News

PCs still ahead in popular support: poll

Shawn Jeffords, Political Bureau Chief

By Shawn Jeffords, Political Bureau Chief

PC Leader Patrick Brown, Premier Kathleen Wynne and NDP Leader Andrea Horwath. (Postmedia file photos)

PC Leader Patrick Brown, Premier Kathleen Wynne and NDP Leader Andrea Horwath. (Postmedia file photos)

Is that the best you’ve got?

Ontario’s Liberal government has seen a bounce in its approval numbers after a string of high-profile measures to shore up support over the last two months. But according to a new Forum Research survey provided exclusively to the Toronto Sun, it hasn’t been nearly enough to knock the front-running Progressive Conservatives out of majority government territory if a vote were held today.

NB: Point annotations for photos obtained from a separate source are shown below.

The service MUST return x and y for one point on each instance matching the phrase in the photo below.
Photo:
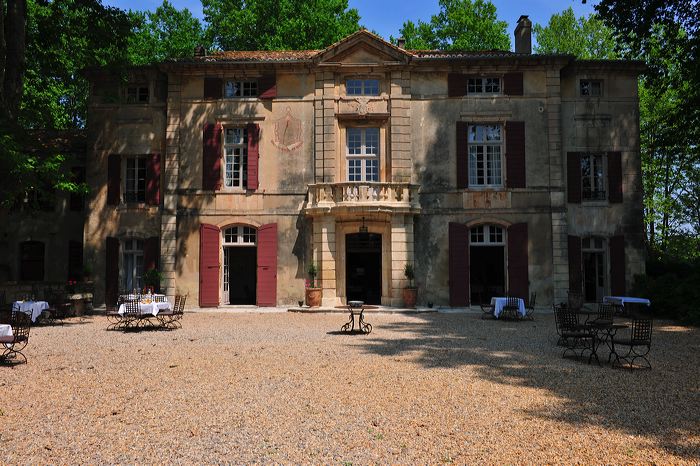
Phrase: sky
(387, 16)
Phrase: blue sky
(387, 16)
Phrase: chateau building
(491, 172)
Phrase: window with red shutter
(458, 250)
(518, 277)
(209, 237)
(267, 265)
(515, 154)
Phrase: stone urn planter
(313, 297)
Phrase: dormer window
(137, 94)
(484, 85)
(362, 87)
(234, 89)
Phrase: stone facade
(300, 121)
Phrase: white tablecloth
(621, 300)
(152, 308)
(34, 308)
(498, 304)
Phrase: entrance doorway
(240, 265)
(487, 276)
(363, 267)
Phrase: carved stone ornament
(288, 135)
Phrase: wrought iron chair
(14, 344)
(639, 337)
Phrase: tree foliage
(585, 37)
(163, 34)
(469, 25)
(278, 24)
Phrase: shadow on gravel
(662, 404)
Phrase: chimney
(523, 35)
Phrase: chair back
(641, 331)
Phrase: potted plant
(410, 292)
(313, 294)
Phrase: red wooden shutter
(617, 265)
(462, 154)
(211, 157)
(615, 177)
(513, 84)
(253, 156)
(114, 168)
(267, 87)
(518, 278)
(212, 88)
(153, 180)
(575, 277)
(573, 176)
(456, 85)
(515, 154)
(111, 270)
(458, 251)
(208, 265)
(267, 265)
(151, 253)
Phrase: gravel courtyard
(287, 388)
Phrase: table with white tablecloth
(33, 308)
(499, 302)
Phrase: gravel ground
(288, 388)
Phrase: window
(31, 265)
(236, 157)
(591, 87)
(135, 180)
(485, 164)
(137, 94)
(486, 234)
(484, 85)
(234, 89)
(592, 177)
(363, 154)
(133, 264)
(362, 86)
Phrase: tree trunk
(14, 55)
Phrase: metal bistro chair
(639, 337)
(13, 345)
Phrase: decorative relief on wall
(288, 136)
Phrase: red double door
(210, 266)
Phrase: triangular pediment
(362, 48)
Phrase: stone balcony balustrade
(362, 196)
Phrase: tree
(461, 25)
(278, 24)
(584, 37)
(165, 33)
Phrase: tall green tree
(278, 24)
(164, 33)
(469, 25)
(585, 37)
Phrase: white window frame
(133, 193)
(485, 153)
(362, 86)
(230, 147)
(132, 269)
(484, 85)
(240, 88)
(596, 177)
(367, 156)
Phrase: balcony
(362, 197)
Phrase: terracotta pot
(313, 297)
(409, 297)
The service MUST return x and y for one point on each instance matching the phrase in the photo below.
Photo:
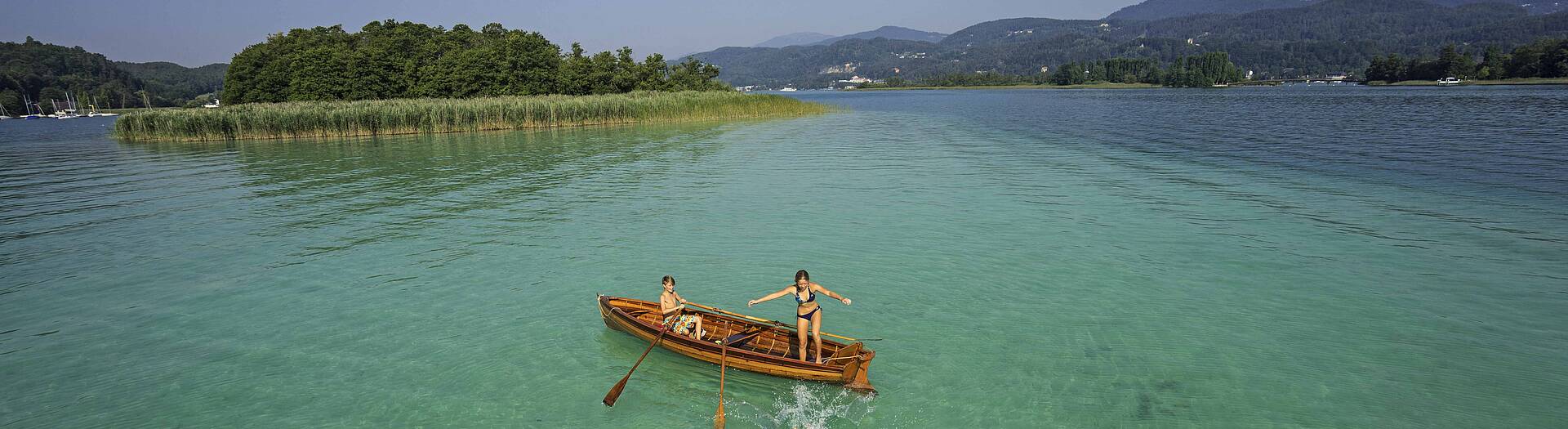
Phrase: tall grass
(289, 120)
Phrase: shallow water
(1247, 257)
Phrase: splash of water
(813, 406)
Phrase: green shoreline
(1021, 87)
(391, 117)
(1530, 81)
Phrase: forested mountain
(47, 73)
(391, 60)
(1155, 10)
(889, 32)
(1324, 37)
(172, 83)
(795, 40)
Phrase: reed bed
(295, 120)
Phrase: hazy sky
(201, 32)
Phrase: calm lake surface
(1194, 258)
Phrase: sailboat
(65, 114)
(93, 110)
(29, 104)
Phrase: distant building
(844, 68)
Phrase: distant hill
(899, 34)
(1316, 38)
(175, 83)
(1155, 10)
(49, 71)
(1021, 29)
(794, 40)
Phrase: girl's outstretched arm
(786, 291)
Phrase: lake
(1136, 258)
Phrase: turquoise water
(1167, 258)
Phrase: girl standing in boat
(671, 306)
(808, 315)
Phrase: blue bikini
(811, 296)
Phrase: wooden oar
(615, 391)
(724, 362)
(773, 323)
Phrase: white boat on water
(95, 114)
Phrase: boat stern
(857, 368)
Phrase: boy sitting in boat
(671, 306)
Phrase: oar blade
(615, 391)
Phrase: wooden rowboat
(772, 351)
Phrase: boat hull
(768, 352)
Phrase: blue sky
(204, 32)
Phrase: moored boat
(767, 349)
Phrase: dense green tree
(44, 71)
(391, 59)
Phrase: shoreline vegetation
(1198, 71)
(356, 118)
(1095, 85)
(408, 78)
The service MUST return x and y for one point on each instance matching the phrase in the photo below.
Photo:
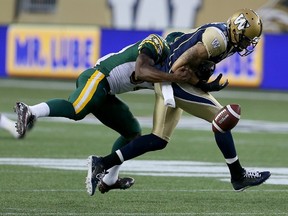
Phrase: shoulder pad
(157, 45)
(215, 41)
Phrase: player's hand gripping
(215, 85)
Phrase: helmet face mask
(245, 29)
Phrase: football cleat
(121, 183)
(249, 179)
(95, 173)
(25, 119)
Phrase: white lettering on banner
(151, 14)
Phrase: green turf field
(44, 174)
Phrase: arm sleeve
(155, 47)
(214, 41)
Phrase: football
(227, 118)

The PCs still lead in popular support with 41%, the Liberals have 28% support and the NDP trail with 23%. That would put the Tories on track to win 72 of the Ontario Legislature’s 122 seats in 2018. The Liberals and NDP would win 25 seats each.

From its 25% hydro rate cut to its bid to cool the red-hot housing market to the youth pharmacare plan, none of the government’s recent high-profile announcements seems to have done enough, says Forum Research President Lorne Bozinoff.

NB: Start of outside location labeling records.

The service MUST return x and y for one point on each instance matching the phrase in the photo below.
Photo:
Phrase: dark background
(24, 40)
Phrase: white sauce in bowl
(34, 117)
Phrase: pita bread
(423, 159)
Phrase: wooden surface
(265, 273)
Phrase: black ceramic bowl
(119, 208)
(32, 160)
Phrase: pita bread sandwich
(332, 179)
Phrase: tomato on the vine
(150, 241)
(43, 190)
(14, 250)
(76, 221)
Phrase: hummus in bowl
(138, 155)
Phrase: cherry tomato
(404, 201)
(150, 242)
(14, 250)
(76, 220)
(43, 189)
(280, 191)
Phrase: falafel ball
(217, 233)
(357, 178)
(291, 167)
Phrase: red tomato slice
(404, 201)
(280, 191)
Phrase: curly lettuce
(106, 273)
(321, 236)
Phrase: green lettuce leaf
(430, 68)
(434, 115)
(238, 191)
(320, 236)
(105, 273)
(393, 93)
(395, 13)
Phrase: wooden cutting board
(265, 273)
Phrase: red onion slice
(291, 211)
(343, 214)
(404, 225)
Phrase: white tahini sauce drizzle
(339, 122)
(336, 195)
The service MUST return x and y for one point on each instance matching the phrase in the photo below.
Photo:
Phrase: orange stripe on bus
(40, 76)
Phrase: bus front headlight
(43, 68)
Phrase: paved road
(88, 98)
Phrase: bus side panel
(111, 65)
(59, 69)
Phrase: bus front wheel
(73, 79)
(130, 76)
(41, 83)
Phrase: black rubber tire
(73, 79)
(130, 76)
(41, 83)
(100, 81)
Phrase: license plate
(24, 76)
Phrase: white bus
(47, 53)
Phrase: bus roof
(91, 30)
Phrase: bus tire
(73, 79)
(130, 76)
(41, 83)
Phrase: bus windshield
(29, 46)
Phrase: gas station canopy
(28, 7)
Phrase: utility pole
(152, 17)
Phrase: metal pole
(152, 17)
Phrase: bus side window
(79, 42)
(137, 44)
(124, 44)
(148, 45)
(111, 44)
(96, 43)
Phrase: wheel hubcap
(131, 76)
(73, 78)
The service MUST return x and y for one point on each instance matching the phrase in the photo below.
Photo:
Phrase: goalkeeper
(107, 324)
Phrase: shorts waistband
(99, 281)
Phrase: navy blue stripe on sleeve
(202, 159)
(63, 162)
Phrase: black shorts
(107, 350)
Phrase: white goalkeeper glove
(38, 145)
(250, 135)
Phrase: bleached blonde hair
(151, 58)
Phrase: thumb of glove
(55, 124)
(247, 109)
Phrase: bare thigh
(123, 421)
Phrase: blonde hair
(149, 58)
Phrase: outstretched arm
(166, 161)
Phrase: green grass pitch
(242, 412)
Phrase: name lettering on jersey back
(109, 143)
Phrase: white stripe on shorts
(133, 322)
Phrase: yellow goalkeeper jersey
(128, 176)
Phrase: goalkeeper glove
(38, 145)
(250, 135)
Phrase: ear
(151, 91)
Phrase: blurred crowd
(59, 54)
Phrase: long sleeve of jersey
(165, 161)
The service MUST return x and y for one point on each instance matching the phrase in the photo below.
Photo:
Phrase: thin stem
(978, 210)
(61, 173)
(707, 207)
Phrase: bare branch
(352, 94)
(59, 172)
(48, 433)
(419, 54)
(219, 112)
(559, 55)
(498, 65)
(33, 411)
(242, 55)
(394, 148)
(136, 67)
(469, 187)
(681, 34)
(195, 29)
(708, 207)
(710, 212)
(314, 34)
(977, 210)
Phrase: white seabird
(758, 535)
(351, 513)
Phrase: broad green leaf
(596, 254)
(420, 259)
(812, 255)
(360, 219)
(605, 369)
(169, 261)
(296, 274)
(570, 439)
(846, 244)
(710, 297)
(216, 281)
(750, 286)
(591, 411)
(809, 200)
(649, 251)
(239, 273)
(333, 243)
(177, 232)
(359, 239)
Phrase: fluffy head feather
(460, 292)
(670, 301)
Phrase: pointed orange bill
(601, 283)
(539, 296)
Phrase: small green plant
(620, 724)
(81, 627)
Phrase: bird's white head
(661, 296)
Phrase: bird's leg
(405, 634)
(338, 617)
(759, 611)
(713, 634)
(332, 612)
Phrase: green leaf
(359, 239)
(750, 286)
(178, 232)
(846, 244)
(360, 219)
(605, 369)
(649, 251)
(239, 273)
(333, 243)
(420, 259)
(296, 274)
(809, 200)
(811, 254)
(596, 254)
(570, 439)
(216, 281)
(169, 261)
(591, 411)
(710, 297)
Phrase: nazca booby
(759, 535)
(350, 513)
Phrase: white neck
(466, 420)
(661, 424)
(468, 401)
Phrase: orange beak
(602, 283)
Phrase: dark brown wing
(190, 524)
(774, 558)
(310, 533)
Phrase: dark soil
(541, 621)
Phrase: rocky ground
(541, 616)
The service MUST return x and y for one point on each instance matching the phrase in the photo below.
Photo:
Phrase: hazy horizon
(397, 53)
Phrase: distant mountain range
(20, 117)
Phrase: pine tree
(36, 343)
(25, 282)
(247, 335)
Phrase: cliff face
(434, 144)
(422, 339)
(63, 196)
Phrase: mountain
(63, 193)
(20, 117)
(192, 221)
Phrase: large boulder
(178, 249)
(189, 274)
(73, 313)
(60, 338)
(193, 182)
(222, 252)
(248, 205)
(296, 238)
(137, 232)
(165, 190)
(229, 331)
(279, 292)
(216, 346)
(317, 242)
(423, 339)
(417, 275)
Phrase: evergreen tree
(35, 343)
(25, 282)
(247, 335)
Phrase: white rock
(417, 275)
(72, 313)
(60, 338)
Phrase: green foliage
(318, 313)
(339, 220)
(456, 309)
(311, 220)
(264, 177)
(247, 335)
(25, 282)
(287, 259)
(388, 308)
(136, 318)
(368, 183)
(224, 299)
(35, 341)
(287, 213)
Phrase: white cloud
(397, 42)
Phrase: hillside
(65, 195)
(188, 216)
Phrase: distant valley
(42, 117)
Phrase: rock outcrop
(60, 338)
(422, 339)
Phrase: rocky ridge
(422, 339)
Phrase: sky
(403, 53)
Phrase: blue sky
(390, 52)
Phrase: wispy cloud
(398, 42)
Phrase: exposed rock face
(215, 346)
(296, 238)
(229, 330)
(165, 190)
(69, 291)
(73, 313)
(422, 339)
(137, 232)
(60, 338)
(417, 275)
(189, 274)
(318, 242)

“It’s given the Liberals a bit of a bounce,” he said. “The bounce is limited to the 416. In the rest of the province, the Tories continue to have a big lead ... They’ve had their big budget announcement. They’ve had a big housing announcement. What else is there that they can offer people. The cupboard is bare in terms of future measures.”

And Bozinoff says even the rebound in the 416 has only pulled the Liberals, with 36% support, back into a statistical tie with the PCs, who have 34% support. That’s bad news for the Liberals whose traditional stronghold is Toronto, with the Tories normally not in the mix.

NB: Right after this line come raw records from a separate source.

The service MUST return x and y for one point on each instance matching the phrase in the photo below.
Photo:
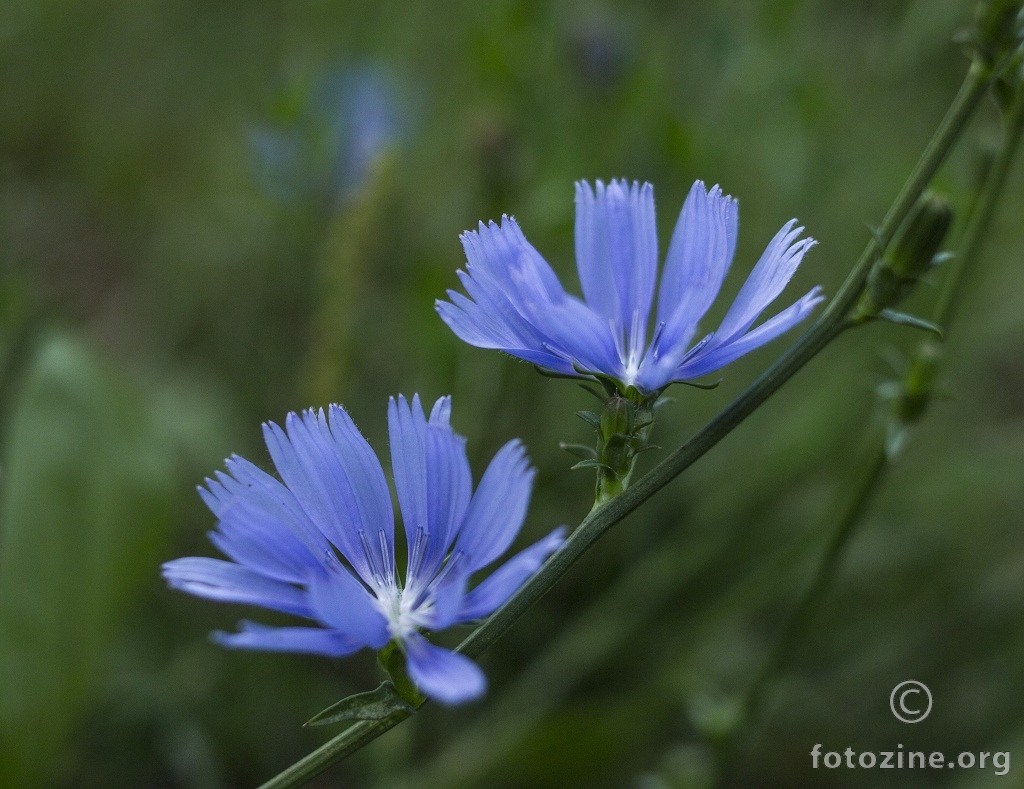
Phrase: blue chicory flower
(516, 304)
(322, 545)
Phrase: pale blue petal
(315, 467)
(441, 674)
(367, 478)
(229, 582)
(343, 604)
(498, 508)
(259, 527)
(516, 304)
(699, 253)
(261, 491)
(616, 249)
(720, 355)
(769, 277)
(309, 641)
(407, 426)
(502, 583)
(446, 597)
(433, 481)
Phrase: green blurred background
(214, 213)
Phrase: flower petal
(718, 356)
(262, 526)
(698, 257)
(310, 641)
(497, 510)
(229, 582)
(340, 485)
(432, 478)
(502, 583)
(516, 304)
(443, 675)
(340, 602)
(769, 277)
(616, 249)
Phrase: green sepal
(695, 385)
(392, 660)
(579, 450)
(905, 319)
(552, 374)
(592, 464)
(372, 705)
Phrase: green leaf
(904, 319)
(84, 503)
(579, 450)
(372, 705)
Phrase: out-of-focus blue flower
(326, 134)
(516, 304)
(322, 545)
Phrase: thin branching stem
(828, 325)
(880, 461)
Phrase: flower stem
(980, 222)
(883, 456)
(829, 324)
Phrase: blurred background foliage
(214, 213)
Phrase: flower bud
(909, 258)
(920, 383)
(997, 28)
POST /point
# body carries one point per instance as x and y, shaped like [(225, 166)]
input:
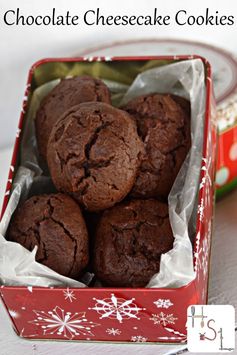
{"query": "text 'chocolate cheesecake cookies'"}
[(68, 93), (94, 154), (129, 241), (55, 225), (163, 122)]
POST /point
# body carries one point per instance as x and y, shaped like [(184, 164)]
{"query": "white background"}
[(21, 46)]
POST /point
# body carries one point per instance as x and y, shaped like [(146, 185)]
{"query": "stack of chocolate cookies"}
[(116, 164)]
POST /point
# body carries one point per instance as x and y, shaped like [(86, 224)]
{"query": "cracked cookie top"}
[(164, 125), (68, 93), (130, 239), (55, 225), (94, 154)]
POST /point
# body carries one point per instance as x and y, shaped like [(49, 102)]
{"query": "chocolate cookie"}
[(55, 225), (129, 241), (68, 93), (94, 154), (164, 125)]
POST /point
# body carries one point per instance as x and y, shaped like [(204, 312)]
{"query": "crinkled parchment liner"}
[(185, 78)]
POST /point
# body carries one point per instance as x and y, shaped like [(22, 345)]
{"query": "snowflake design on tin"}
[(163, 303), (69, 295), (206, 181), (63, 323), (113, 331), (117, 308), (14, 314), (205, 250), (201, 210), (163, 318), (139, 339)]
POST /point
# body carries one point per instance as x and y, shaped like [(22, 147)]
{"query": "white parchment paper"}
[(187, 79)]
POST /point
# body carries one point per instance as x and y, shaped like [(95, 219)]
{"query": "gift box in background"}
[(116, 314), (224, 67)]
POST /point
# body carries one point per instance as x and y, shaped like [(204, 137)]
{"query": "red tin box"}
[(119, 314)]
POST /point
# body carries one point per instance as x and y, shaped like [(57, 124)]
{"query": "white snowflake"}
[(163, 318), (69, 295), (138, 339), (112, 331), (14, 314), (163, 303), (206, 180), (201, 210), (63, 323), (205, 250), (117, 308)]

“The fact that we’re even talking about it being a neck-and-neck race in the 416 ... is unheard of,” he said. “It’s a situation we haven’t seen in Ontario in a long time.”

Bozinoff said the PC numbers have softened since a February Forum survey pointed to a “super-majority” for the party if an election were held in February. But if you’re PC leader Patrick Brown you’re likely still happy with the figures, he added.

“This was the Liberal’s big chance to sort of reboot themselves and move on,” he said. “They just didn’t get much of a bounce for it.”

The poll was conducted May 9 and 10 and was a random sampling of 1,103 Ontario voters. Forum Research considers it accurate +/- 3%, 19 times out of 20.